Le PMU a le vent en poupe.
En 2011, l'organisme collecteur de paris n°1 a, pour la première fois de son histoire (et de celle des courses françaises) dépassé le cap fatidique des 10 milliards de chiffre d'affaires (10 milliards 236 millions, exactement). Soit une progression de 7,3%.
Comme un bonheur n'arrive jamais seul (c'est rare en période de récession), le PMU va porter sur les fonds baptismaux son nouveau jeu, le Pick 5, samedi 7 janvier.
5 chevaux sans ordre, ni bonus, ni tirelire
Le Pick 5 ne participe pas d'un concept nouveau - il s'agit purement et simplement d'un quinté "relooké" - mais il répond à l'attente de nombreux turfistes qui, depuis un certain temps, boudaient le quinté, estimant qu'il faisait la part trop belle au hasard.
Le Pick 5 consistera à trouver les 5 premiers d'une course (autre que celle réservée au quinté), sans aucun ordre et sans aucune autre catégorie de rapports (bonus, tirelire, etc.). Cela veut dire que les gagnants - ceux qui auront les cinq premiers sur leur ticket - se partageront la totalité des mises engagées, hors prélèvement légaux (30%), bien sûr.
Le rapport moyen est estimé à 4000 € pour une mise de 1 € (unité de base contre 2 € au quinté).

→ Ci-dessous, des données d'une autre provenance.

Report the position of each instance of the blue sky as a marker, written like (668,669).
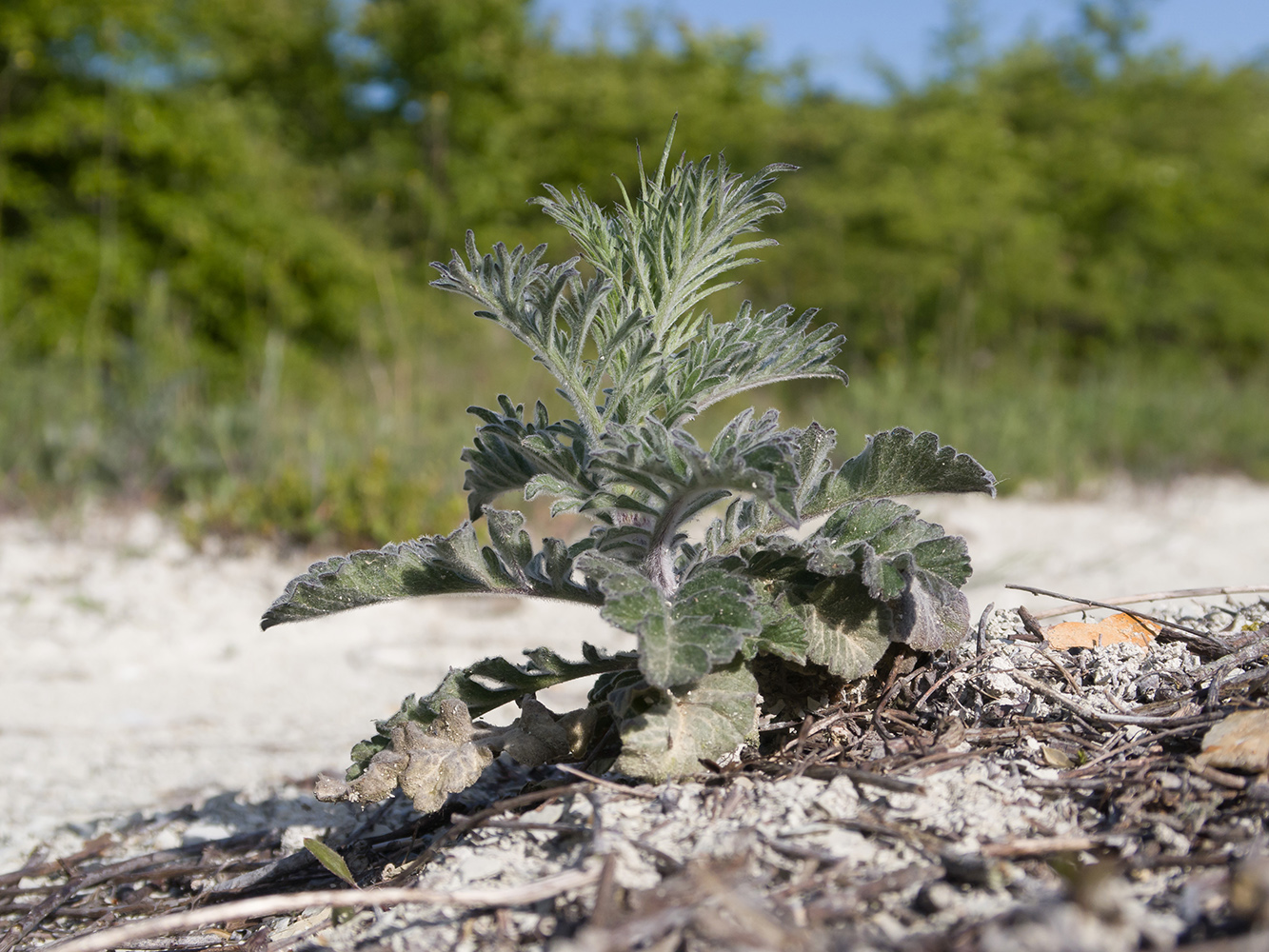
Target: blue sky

10 chevaux pour... 25,20 € !
L'autre grande nouveauté consiste à proposer aux joeurs des Flexis (paris à mise réduite) allant jusqu'à 10% de l'enjeu initial. Evidemment, l'espérance de gains sera aussi ramenée à 10%... mais cette option permettra aux joueurs à petit budget d'avoir accès aux formules combinées et, de ce fait, d'augmenter leurs chances. A titre d'exemple, vous pourrez jouer une combinaison de 10 chevaux pour seulement... 25,20 € !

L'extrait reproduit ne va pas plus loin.